I worked long days of hard labor. I had little contact with the outside world or even my parents. I was constantly moved from job to job with hardly any notice ahead of time. I had about two days off a year. Maybe. Worst of all, I was living in constant fear of being sent to a work camp, a camp that some people have never returned from, for the smallest of offenses.

I talked to my mom for the first time in months two weeks ago. She told me how my childhood friends were getting married, making careers, and having kids. She assured me that she was proud of me and that I was doing great work for the human race. That was nice to hear, but I couldn’t shake the feeling that there was more out there for me than just day after day of work in the Sea Org. I knew I couldn’t have kids. I was highly discouraged from even getting married. My life was the Sea Org and would always be the Sea Org.

That wasn’t what I wanted. I wanted out.

One does not simply walk out of the Sea Org, though, as I thought I had done. If I took the organization’s way out, I would be faced with three years of scolding, isolation, training, and shame. I knew they would follow me, I knew they would try to bring me back. I never thought they would use force.

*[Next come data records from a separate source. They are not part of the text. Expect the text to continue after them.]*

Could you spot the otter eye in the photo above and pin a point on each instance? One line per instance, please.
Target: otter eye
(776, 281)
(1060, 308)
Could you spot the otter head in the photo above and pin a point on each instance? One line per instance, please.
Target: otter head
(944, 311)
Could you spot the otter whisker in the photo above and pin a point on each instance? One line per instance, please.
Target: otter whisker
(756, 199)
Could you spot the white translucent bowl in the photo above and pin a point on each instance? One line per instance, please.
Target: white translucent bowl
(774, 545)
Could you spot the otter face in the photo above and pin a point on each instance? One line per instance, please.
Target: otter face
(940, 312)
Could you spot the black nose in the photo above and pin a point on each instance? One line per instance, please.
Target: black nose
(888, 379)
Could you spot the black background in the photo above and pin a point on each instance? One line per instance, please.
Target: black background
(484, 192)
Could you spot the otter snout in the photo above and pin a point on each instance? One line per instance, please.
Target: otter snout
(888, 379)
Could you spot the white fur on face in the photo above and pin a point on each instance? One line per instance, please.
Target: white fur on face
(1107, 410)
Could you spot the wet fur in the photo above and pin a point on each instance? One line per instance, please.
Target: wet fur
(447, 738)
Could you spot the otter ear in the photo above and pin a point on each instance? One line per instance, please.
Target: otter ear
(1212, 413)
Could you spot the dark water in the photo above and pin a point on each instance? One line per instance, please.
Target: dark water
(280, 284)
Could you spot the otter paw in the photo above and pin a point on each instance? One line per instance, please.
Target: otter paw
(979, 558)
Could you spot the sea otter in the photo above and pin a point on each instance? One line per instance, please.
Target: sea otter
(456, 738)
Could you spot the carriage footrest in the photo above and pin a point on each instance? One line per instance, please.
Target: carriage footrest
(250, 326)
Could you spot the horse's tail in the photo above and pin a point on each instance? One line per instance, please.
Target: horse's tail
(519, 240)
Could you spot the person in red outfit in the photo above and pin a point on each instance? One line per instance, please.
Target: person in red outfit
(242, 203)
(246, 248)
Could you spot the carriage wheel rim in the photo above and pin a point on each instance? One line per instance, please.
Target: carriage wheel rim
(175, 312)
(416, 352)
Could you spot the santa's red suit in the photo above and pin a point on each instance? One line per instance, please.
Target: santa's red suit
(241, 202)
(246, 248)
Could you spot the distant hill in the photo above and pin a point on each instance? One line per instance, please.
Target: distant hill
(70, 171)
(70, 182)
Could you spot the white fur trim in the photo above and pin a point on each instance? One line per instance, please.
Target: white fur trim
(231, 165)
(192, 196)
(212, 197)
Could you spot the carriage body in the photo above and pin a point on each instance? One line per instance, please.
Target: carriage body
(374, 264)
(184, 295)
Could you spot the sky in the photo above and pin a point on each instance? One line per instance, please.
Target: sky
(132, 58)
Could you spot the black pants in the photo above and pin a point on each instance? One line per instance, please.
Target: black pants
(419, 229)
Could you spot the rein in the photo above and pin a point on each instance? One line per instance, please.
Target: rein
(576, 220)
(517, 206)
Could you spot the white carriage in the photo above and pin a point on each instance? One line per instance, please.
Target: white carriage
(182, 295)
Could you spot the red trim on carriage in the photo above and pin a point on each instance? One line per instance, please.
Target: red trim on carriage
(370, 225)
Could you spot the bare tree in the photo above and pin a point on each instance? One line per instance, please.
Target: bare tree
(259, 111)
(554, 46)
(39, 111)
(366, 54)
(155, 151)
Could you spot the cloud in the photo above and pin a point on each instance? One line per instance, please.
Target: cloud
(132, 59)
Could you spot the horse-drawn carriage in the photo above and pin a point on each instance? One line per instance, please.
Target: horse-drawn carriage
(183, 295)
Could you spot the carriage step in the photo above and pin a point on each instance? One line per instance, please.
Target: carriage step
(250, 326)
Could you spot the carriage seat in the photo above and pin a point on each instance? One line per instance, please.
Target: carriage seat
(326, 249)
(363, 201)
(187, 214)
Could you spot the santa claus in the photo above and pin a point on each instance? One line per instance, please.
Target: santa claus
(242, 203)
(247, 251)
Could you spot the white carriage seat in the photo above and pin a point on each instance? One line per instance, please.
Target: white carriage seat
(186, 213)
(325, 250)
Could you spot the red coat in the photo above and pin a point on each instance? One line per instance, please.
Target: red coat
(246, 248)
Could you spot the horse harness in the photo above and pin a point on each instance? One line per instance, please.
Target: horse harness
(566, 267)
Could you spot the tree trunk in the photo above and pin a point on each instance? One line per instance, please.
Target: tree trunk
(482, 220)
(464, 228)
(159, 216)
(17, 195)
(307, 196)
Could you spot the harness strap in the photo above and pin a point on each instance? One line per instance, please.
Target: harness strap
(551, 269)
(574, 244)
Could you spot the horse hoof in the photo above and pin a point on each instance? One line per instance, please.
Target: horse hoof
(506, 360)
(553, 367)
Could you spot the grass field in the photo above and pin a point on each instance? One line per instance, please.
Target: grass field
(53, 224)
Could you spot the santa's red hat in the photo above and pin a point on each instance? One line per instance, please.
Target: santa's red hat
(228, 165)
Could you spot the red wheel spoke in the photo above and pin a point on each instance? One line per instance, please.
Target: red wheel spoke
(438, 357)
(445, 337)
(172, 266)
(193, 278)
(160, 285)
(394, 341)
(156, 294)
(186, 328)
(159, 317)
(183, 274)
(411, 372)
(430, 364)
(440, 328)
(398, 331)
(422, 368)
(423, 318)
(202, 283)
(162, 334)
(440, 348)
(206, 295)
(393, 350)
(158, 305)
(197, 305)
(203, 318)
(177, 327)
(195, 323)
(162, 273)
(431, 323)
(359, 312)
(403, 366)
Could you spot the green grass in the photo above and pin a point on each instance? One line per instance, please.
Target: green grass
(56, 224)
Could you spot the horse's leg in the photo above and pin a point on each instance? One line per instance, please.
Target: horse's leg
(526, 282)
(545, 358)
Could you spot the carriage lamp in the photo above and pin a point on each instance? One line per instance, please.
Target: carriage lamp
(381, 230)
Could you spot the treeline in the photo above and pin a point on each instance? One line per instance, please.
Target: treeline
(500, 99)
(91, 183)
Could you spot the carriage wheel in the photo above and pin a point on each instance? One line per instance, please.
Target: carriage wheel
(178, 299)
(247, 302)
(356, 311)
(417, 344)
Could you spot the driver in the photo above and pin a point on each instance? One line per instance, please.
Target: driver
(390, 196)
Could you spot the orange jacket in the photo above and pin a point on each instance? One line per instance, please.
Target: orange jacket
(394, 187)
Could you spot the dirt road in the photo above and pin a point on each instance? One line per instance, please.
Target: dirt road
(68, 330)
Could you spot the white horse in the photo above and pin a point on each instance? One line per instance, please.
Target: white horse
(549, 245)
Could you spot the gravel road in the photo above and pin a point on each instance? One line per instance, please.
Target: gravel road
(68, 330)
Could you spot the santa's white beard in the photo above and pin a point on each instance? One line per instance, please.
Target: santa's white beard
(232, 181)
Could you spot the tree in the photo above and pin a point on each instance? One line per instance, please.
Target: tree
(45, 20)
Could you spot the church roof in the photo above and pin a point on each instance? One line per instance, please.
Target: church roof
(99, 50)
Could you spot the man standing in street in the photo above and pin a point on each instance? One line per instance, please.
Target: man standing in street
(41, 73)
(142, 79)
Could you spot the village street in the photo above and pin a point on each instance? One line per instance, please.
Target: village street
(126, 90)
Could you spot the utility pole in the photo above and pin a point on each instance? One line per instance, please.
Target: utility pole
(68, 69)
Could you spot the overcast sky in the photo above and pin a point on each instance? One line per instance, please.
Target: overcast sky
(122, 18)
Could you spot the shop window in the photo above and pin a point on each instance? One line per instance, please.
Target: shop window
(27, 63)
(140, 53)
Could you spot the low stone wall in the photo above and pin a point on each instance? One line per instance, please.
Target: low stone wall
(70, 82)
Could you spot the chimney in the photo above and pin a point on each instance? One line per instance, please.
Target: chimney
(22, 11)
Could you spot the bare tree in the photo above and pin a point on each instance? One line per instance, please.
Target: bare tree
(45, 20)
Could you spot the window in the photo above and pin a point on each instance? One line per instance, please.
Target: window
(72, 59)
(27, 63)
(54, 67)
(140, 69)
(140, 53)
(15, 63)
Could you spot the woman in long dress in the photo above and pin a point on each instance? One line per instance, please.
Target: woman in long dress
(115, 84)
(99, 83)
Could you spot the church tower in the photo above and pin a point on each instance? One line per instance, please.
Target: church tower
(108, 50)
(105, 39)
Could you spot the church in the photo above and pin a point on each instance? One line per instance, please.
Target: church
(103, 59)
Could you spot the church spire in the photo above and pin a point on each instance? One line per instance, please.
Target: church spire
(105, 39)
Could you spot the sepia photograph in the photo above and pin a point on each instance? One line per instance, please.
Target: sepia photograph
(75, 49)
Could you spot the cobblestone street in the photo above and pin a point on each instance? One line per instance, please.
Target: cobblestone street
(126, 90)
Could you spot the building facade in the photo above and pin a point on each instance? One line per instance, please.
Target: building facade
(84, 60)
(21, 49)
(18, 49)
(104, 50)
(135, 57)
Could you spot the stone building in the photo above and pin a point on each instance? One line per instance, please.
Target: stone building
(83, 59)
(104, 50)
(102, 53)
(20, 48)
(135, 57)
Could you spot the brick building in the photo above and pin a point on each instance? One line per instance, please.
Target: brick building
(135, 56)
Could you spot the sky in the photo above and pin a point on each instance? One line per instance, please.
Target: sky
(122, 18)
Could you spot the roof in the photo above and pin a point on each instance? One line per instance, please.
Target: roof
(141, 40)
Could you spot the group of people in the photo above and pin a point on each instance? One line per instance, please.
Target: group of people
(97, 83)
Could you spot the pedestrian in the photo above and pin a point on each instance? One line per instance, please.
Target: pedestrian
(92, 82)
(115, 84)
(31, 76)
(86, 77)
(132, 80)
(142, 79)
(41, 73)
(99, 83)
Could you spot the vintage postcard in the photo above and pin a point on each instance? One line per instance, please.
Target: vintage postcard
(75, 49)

I felt two of the members dragging me up from my spot in the corner of the bathroom by my arms. I squirmed in resistance but they just tugged harder. There was only one way out of this.

I bit down on the arm of the officer to my right and he let my arm go. With my now free arm I dug the back pocket of my jeans for my Swiss Army knife. Seeing that I had pushed up the blade, the other officer let me go. I got to my feet and pointed the knife at the members of my apprehension committee.

“Officer, stand down,” the tallest man said to me.

“No. I want out,” I growled back.

“You will be labeled a Suppressive Person,” another officer said.


“You’ll never see or speak to any member of the church ever again, including your family.”


“You will never find peace.”


They knew I meant it. I was a lost cause and it was far too late at night to make any progress. They turned their backs on me and walked out of the room, slamming the door behind them.

Then I was alone. Just my body and my thoughts to keep me company. I felt a hole growing in the pit of my stomach and I knew then what it really meant to be alone.